Tes Keperawanan
Cerita Purnawirawan Polri Bintang Satu Menentang ''Tes Keperawanan''
Brigjen Pol (Purn) Sri Rumiati menceritakan pengalamannya menentang "tes keperawanan" dalam proses seleksi calon anggota Polri.
Kemudian, kata dia, saat itu Indonesia juga sudah meratifikasi Undang-Undang nomor 7 tahun 1984 yang pada pokoknya menyatakan negara menghapuskan semua bentuk diskriminasi terhadap perempuan.
Karena tugas utama polisi jelas menegakkan hukum, kata dia, maka kewajiban polisi juga harus menghormati dan melaksanakan Undang-Undang tersebut.
Saat itu, para peserta dalam forum diskusi untuk menentukan persyaratan seleksi Bintara Polri dan Akpol tersebut menanyakan terkait Undang-Undang tersebut.
Sri kemudian menyampaikan bunyi Undang-Undang tersebut kepada mereka.
Ia yang masuk kepolisian sebagai psikolog mengatakan kerap menangani menangani masalah perempuan dan anak-anak baik dia sebagai korban, pelaku, maupun saksi selama masih aktif di Kepolisian.

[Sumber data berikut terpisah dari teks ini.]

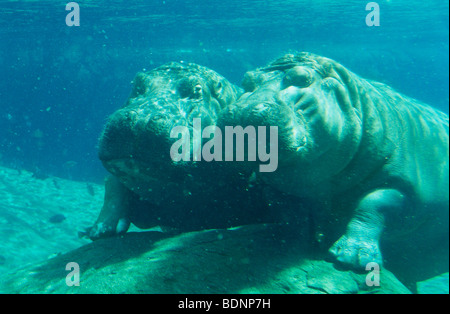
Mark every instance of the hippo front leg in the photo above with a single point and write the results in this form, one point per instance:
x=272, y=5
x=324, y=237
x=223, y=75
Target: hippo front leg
x=114, y=216
x=360, y=244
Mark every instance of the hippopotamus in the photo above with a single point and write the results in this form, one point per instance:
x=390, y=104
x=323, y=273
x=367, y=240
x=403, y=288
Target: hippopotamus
x=147, y=187
x=371, y=162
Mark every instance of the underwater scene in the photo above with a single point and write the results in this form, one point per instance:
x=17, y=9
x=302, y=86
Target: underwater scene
x=224, y=147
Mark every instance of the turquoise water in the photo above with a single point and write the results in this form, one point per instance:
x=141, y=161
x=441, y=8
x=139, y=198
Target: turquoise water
x=58, y=84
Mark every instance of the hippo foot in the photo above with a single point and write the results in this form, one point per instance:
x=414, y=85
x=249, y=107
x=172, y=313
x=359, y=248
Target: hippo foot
x=356, y=252
x=108, y=228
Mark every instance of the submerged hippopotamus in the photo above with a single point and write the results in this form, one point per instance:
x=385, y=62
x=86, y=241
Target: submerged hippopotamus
x=149, y=188
x=357, y=150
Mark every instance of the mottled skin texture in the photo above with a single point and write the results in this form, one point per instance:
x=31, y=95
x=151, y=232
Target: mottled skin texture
x=358, y=149
x=147, y=188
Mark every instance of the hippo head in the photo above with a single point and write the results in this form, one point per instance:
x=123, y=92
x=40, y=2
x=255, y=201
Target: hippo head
x=311, y=101
x=135, y=144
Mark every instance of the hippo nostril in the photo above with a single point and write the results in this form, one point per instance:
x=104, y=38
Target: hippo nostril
x=260, y=108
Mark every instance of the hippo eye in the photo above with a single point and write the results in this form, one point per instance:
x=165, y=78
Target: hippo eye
x=198, y=91
x=298, y=76
x=218, y=88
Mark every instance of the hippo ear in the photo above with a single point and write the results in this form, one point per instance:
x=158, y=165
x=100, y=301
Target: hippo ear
x=217, y=88
x=250, y=81
x=139, y=85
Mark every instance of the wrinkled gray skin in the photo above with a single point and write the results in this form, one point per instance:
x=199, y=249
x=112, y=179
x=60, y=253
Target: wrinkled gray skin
x=358, y=149
x=147, y=188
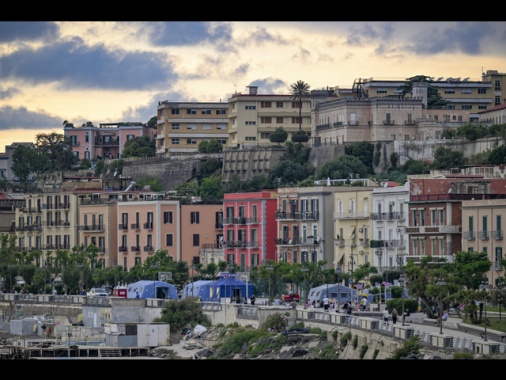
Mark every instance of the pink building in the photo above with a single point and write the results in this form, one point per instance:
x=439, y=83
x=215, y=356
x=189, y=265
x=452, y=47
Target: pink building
x=249, y=228
x=105, y=141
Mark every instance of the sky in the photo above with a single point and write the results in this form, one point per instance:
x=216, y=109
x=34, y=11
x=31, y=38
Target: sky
x=118, y=71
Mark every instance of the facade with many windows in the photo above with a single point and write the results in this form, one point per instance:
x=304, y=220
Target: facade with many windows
x=181, y=126
x=253, y=117
x=249, y=232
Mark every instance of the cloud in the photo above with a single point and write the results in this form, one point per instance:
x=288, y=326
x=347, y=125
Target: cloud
x=8, y=93
x=21, y=118
x=17, y=31
x=70, y=63
x=188, y=33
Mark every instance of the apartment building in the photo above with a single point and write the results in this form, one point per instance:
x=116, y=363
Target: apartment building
x=435, y=215
x=482, y=231
x=201, y=233
x=352, y=227
x=47, y=222
x=304, y=219
x=253, y=117
x=249, y=231
x=145, y=226
x=105, y=141
x=388, y=221
x=181, y=126
x=467, y=94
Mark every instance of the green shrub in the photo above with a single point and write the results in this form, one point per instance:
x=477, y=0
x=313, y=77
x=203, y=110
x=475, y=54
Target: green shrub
x=363, y=350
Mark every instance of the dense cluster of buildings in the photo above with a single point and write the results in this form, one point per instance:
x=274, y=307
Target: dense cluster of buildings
x=347, y=226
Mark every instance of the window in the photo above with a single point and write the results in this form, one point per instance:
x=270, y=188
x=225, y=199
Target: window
x=167, y=217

Selain itu, ia pun pernah melakukan penelitian bersama Universitas Gadjah Mada pada 2002 tentang bagaimana polisi menangani kasus-kasus KDRT.
Menurutnya berdasarkan penelitian itu polisi banyak dihujat karena banyak korban perkosaan yang tidak ditangani.
Baca juga: Pengamat Militer Pertanyakan Penghapusan Tes Keperawanan dalam Rekrutmen Kowad
Ia mengatakan hal tersebut merupakan dampak dari terjadinya kerusuhan 1998 dan di dalam Undang-Undang sulit bagi polisi untuk melakukan penanganan tersebut.
"Jadi karena saya menangani anak-anak yang menjadi korban perkosaan, saya terus terang saja sangat sensitif dengan masalah ini," kata Sri.
Logika Sri sederhana
Negara, sebagaimana tercantum dalam Undang-Undang Dasar harus melindungi seluruh tumpah darah Indonesia.
Namun apabila negara tidak bisa melindungi korban perkosaan akibat konflik misalnya, apakah institusi negara seperti Polri harus mewajibkan "tes keperawanan" juga kepada para korban tersebut?
Ia pun mempertanyakan apakah para korban tersebut serta merta menjadi amoral lantaran mereka diperkosa saat konflik terjadi.
"Kalau tes ini diberlakukan, berarti kita juga menutup masa depan mereka untuk mengabdi kepada negara melalui polisi maupun TNI. Karena itu sudah sangat jelas, tahun 1984 pun saya sebelum masuk, itu dilaksanakan tes itu," kata dia.
Akhirnya, kata Sri, pada saat itu disepakati, pada proses seleksi calon Bintara Polri dan Akpol tahun 2006 "tes keperawanan" tidak boleh dilakukan tetapi tidak dalam bentuk hitam di atas putih.